1 Rev. Hubbard Winslow; ante, 1.478.

2 Elizur Wright, Jr.

3 Ms.

4 Dec. 11,

5 Dec. 12, 1835.

6 Ed. Boston Recorder. Ante, 1.472.

7 The Rev. George B. Cheever, of Salem, Mass., had been convicted in June of libel for a temperance allegory entitled Deacon Giles's Distillery, for which he had previously been assaulted publicly (Lib. 5: 27). Mr. Garrison came to his support by reprinting the article in the Liberator (5: 32). For the subsequent stages in this cause celebre see Lib. 5.36, 56, 107, 112. An extract has already been made (ante, 1: 478) from Mr.

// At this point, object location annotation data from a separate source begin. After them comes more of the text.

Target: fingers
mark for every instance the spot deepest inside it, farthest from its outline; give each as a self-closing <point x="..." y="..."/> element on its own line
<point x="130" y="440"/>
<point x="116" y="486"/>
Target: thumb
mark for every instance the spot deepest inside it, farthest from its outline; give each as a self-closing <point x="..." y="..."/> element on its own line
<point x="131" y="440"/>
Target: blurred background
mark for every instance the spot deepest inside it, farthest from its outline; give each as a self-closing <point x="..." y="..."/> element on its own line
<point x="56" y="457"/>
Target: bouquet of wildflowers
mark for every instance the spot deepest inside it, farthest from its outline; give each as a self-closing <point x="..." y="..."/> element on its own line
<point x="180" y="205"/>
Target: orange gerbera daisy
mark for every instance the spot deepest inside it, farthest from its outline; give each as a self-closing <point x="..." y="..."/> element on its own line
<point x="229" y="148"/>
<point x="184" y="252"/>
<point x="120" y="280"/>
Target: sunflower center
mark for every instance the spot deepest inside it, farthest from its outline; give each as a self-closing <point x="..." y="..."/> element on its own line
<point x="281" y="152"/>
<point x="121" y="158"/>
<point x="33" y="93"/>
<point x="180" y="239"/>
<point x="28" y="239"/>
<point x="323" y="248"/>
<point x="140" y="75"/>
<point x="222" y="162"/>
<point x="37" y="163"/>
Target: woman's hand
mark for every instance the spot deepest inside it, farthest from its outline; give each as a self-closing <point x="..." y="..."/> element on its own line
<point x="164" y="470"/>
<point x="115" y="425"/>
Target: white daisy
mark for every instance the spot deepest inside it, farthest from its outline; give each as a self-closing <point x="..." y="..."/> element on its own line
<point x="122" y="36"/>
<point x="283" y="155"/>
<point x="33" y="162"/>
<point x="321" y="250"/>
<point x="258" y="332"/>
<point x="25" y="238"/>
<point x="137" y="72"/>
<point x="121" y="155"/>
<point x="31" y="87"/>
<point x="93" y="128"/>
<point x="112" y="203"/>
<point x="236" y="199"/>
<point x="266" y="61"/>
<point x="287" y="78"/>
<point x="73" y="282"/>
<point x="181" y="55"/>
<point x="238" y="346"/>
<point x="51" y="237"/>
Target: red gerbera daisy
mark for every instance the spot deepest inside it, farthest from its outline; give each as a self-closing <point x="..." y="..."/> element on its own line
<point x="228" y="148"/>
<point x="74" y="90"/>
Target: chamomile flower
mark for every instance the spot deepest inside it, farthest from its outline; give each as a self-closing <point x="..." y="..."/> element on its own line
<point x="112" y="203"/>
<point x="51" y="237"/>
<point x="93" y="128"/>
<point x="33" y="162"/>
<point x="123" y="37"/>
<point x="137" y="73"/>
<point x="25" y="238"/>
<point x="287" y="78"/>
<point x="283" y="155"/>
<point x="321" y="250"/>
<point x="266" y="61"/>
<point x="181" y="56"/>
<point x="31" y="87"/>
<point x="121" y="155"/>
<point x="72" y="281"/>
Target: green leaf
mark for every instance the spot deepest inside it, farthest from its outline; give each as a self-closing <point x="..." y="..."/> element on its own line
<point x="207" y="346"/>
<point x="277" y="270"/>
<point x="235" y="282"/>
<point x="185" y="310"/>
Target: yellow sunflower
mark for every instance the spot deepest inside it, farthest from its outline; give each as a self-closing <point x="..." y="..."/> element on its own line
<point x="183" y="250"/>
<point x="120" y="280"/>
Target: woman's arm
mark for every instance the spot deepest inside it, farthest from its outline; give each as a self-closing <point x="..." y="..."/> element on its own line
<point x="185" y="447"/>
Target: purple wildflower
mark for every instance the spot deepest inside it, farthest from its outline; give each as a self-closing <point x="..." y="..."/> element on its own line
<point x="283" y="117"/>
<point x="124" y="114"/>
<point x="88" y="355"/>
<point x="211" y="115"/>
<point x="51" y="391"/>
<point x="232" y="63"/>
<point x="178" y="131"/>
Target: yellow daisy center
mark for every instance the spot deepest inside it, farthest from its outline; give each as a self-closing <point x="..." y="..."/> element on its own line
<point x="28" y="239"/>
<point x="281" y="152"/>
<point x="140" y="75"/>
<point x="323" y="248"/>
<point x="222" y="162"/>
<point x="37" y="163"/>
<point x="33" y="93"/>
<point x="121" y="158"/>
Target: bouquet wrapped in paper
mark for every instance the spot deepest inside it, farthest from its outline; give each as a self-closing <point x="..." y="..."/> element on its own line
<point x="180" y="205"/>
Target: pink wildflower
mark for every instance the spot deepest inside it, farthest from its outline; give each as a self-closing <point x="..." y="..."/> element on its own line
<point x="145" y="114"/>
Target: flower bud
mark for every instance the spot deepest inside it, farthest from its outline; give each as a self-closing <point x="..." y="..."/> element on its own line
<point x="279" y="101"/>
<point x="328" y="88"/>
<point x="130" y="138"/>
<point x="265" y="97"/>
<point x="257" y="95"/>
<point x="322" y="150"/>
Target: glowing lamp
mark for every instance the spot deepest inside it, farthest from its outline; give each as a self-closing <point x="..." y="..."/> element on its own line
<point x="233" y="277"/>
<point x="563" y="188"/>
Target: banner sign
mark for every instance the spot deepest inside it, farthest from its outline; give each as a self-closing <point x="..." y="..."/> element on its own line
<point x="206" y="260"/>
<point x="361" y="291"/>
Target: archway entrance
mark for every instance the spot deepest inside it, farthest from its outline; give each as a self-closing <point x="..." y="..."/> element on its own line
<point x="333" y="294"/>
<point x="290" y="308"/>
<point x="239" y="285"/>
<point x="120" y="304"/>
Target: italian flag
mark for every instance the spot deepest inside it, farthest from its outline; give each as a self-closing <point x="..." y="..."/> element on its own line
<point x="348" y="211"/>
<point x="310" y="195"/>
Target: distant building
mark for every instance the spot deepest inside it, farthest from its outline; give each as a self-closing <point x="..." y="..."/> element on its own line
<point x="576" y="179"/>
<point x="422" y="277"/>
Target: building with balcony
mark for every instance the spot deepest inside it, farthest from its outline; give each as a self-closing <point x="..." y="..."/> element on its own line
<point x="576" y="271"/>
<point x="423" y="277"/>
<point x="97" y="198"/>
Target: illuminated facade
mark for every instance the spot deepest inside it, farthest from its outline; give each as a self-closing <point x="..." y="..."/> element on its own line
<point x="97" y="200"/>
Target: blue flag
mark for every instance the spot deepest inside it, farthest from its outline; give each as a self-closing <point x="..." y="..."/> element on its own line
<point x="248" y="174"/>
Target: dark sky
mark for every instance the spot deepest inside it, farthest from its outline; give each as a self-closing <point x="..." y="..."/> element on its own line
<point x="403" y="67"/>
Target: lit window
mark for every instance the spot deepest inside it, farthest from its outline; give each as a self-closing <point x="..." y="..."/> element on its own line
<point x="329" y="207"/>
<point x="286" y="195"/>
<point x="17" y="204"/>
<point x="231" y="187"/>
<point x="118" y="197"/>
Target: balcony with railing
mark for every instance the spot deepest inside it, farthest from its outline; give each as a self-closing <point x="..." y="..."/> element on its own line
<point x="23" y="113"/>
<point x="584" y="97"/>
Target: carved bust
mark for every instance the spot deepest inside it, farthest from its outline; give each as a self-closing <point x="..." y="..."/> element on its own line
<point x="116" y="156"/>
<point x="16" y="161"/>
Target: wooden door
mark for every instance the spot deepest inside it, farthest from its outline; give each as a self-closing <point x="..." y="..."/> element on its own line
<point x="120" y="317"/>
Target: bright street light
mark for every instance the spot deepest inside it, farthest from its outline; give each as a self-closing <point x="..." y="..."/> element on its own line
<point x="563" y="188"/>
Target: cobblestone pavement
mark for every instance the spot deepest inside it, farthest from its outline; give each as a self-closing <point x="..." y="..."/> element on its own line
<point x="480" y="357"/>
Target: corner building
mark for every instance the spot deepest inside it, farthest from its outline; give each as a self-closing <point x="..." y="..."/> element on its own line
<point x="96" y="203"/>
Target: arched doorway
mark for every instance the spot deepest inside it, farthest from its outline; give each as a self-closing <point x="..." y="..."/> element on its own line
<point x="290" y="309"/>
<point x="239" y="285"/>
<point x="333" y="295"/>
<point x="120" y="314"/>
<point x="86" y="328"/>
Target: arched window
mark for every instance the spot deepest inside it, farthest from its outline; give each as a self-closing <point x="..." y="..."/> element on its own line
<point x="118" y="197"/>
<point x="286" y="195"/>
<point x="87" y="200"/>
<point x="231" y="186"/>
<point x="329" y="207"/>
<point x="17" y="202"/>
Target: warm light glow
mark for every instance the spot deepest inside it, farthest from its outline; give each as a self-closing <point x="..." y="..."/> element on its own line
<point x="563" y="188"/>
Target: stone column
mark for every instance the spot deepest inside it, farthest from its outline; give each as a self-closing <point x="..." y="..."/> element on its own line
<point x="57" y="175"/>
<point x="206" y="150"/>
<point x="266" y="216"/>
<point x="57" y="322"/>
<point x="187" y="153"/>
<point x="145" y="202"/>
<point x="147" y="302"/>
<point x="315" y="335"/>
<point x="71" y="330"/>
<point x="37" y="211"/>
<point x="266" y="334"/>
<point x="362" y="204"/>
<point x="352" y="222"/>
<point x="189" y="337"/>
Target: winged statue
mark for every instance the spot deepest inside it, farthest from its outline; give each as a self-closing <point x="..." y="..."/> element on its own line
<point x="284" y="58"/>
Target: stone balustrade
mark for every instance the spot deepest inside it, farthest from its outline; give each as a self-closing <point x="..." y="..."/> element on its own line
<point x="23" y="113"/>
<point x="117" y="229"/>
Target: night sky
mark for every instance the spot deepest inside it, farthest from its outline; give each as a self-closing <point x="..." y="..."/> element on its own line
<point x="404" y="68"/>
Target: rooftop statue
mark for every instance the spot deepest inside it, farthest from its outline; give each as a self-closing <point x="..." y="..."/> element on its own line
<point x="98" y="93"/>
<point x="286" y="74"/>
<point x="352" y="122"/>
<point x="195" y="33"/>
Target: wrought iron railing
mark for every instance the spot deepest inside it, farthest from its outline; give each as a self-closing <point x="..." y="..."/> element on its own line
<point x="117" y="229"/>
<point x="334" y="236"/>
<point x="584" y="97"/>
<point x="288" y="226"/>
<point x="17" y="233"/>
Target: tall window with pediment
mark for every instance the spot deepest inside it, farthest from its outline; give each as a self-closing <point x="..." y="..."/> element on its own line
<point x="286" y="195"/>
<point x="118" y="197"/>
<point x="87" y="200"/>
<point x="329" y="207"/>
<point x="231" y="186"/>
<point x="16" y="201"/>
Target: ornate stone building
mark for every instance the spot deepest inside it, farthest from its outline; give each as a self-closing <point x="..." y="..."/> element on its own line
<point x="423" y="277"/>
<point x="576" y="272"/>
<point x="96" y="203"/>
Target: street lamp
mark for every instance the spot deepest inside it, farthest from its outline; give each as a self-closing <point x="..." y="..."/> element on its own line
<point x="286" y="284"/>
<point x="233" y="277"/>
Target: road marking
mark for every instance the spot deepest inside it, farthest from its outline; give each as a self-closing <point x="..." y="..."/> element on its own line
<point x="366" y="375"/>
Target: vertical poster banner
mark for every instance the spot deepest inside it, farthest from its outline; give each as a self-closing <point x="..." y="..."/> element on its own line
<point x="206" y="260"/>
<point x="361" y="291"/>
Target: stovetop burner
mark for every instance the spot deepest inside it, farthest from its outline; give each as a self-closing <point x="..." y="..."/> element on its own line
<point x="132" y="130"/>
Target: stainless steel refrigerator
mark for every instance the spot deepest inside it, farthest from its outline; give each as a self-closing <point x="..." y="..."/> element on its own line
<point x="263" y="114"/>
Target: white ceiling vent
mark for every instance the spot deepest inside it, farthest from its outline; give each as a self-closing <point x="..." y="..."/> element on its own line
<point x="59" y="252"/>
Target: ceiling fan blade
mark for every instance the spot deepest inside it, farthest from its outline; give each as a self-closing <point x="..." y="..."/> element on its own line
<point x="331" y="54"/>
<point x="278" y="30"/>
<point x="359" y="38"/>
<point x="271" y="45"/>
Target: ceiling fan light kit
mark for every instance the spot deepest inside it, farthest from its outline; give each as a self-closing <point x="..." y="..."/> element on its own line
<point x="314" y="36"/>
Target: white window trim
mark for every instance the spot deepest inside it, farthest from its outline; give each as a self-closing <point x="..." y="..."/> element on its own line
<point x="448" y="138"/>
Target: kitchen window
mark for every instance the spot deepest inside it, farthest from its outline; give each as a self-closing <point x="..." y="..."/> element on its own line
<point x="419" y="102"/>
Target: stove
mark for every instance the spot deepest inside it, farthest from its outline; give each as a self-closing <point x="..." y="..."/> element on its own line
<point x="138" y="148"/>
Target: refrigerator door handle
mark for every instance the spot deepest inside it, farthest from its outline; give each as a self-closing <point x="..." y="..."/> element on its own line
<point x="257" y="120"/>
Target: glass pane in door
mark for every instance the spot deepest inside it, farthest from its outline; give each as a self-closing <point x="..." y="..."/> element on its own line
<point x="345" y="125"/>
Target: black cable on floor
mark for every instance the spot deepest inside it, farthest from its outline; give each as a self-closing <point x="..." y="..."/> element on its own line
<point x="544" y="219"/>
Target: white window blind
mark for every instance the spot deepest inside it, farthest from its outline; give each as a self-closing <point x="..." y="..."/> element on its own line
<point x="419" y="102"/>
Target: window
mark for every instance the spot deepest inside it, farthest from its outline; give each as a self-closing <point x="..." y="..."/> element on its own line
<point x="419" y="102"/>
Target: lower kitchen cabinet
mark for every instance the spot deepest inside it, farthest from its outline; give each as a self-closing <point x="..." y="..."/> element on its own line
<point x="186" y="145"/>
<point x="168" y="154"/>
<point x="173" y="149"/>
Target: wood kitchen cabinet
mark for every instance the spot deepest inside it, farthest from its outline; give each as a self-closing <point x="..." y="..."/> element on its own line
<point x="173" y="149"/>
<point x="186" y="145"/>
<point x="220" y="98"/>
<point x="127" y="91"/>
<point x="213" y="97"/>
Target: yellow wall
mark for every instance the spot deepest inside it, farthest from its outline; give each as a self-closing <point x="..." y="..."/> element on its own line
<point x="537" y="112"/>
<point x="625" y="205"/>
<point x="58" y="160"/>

Garrison's comments on Attorney-General Austin's argument at the June term. The article now in question (Lib. 5.199) was concerned with the same lawyer's argument on the appeal, on Nov. 4, 1835. In the course of it the recent victim of an atrocious mob declared—‘I believe that all those who “name the name of Christ,” and profess to be his followers, and to be willing to follow him through good and through evil report, through flood and fire, as lambs in the midst of wolves, ought never to trust in an arm of flesh for protection, but should wholly “cease from man” —ought never to prosecute, or imprison, or put to death, for any injury done to them by their enemies.’